The Cape porcupine is the largest rodent in Southern Africa and is characteristically equipped with long, sharp quills, that are actually modified hairs, which it uses in defence against predators or other porcupine intruders. 

©Nigel Dennis

Contrary to popular belief, porcupines do not shoot their quills out but rather, when threatened, they raise their quills, known as pilo-erection, and run backwards into the offender.

The quills pull free of the body easily and if the porcupine makes contact with the predator or if a predator takes a swipe or bite at the porcupine the quills may penetrate their skin deeply, sometimes causing fatally septic wounds. The end of the tail is modified into a rattle comprising hollow quills that produce a loud sound when shaken.

To put predators or intruders off, porcupines will rattle their tails and erect their quills menacingly, raise the crest of hair on the neck to appear bigger, stamp their feet and emit a low-pitched roar.

Mate Daily

©Shem Compion

Porcupines live in family groups comprising an adult male and female and their offspring from previous litters but only the adult pair within the group breeds. Breeding in porcupines is an understandably tricky task so it is remarkable that the monogamous pair actually mate daily.

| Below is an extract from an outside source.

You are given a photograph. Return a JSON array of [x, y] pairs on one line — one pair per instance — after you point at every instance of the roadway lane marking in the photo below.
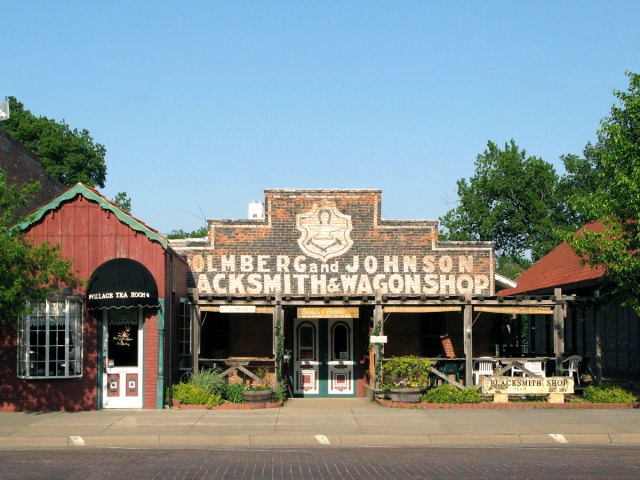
[[77, 440], [558, 438]]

The physical contact is necessary to stimulate the female’s ovarian cycle and while in the family group, other females are suppressed in this way and must disperse in order to have a chance at breeding. Copulation barely lasts a couple of minutes. The female moves her tail out of the way and backs into the male who stands on his hind legs.

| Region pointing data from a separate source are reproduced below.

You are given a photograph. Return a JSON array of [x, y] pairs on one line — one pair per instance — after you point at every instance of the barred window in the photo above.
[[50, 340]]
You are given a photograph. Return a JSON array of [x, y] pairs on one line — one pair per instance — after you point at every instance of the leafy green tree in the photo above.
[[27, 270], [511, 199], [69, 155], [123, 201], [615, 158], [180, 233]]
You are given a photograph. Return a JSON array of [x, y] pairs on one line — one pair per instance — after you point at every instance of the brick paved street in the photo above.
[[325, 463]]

In spite of the daily interaction the female only conceives once a year. Unlike other rodents, porcupine babies are born precocial with their eyes open, their incisor teeth and some spines fully erupted. The female suckles her young with teats positioned on her flanks so that she need not roll onto her quills. The young develop their defensive foot stamping and aggressive behaviour quickly.

Noisy and Destructive

©Roger de la Harpe

Although porcupines live together, occupying disused aardvark burrows as their homesteads, they forage alone.

The adult male and female will initially escort youngsters and help defend them from predators but by five months old the young will forage alone too. Porcupines are predominantly vegetarians but they have extremely tough digestive systems and can process even poisonous materials like the bark of tamboti trees.

They regularly practice osteophagia, the chewing of bones, as they have high calcium requirements to maintain their coat of spiny quills and their large continuously growing incisor teeth. Bones are often found strewn around the sites where they den.

Porcupines are very noisy feeders and they are also very destructive feeders sometimes damaging more than they eat. They do play an ecological role in this regard ring-barking trees and contributing to the balance of woody and grass plants in the savanna system.